Verifying Robust Unlearning: Probing Residual Knowledge in Unlearned Models
Hao Xuan, Xingyu Li
TL;DR
This paper addresses the risk that machine unlearning (MUL) leaves residual knowledge that can be adversarially recovered. It formalizes Robust Unlearning, requiring that unlearned models remain resistant to resurfacing attempts and remain distinguishable from retrained counterparts, and introduces Unlearning Mapping Attack (UMA) as a post-unlearning verification framework that actively probes for forgotten traces via adversarial inputs. UMA optimizes perturbations to minimize the difference between pre- and post-unlearning outputs, testing whether forgotten information can still be elicited, and experiments show that many state-of-the-art unlearning methods fail to meet this robustness standard across discriminative and generative tasks. The authors also explore defenses, including adversarial unlearning training and test-time purification, demonstrating that robustness can be improved at the cost of computation and potential accuracy trade-offs. Overall, UMA provides a practical tool for evaluating unlearning security and motivates the development of stronger, more resilient unlearning techniques.
Abstract
Machine Unlearning (MUL) is crucial for privacy protection and content regulation, yet recent studies reveal that traces of forgotten information persist in unlearned models, enabling adversaries to resurface removed knowledge.
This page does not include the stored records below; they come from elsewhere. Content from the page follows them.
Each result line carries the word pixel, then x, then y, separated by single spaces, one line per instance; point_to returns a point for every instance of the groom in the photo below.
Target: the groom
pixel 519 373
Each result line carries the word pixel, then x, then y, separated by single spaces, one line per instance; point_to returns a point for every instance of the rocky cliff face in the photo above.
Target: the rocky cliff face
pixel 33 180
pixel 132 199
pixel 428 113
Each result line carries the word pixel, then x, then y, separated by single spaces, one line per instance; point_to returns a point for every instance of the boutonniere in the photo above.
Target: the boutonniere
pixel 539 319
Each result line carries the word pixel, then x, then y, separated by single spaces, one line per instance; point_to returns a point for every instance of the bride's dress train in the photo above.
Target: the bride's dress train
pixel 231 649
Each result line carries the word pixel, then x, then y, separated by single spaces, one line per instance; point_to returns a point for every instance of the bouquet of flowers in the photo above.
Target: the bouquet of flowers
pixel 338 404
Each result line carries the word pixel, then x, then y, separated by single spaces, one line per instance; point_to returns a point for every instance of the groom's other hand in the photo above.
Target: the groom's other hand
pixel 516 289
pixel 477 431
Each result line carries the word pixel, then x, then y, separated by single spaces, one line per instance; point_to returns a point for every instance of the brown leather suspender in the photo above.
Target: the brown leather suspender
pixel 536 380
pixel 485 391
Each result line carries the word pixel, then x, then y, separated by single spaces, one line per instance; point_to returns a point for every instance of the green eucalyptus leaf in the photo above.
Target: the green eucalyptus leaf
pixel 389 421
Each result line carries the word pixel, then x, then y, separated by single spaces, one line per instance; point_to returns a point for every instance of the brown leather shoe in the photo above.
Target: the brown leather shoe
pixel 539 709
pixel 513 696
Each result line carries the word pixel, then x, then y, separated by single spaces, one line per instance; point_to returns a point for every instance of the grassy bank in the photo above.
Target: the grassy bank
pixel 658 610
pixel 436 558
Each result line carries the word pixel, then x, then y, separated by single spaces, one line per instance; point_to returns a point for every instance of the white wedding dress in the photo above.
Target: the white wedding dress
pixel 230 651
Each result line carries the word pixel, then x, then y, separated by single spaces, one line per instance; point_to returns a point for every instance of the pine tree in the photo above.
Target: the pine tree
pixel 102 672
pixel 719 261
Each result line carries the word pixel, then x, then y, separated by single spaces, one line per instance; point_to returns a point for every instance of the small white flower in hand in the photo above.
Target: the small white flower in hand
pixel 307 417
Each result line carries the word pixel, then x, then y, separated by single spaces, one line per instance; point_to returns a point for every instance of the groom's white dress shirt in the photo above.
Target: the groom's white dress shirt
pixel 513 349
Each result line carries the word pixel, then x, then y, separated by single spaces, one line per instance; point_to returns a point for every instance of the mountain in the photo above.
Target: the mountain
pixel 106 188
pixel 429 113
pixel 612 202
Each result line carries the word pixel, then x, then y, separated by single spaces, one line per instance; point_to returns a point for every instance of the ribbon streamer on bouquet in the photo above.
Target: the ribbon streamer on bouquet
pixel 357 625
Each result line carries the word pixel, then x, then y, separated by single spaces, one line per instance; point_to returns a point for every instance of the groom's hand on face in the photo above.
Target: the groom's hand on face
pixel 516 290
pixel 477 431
Existing verification methods only confirm whether unlearning was executed, failing to detect such residual information leaks. To address this, we introduce the concept of Robust Unlearning, ensuring models are indistinguishable from retraining and resistant to adversarial recovery. To empirically evaluate whether unlearning techniques meet this security standard, we propose the Unlearning Mapping Attack (UMA), a post-unlearning verification framework that actively probes models for forgotten traces using adversarial queries. Extensive experiments on discriminative and generative tasks show that existing unlearning techniques remain vulnerable, even when passing existing verification metrics. By establishing UMA as a practical verification tool, this study sets a new standard for assessing and enhancing machine unlearning security.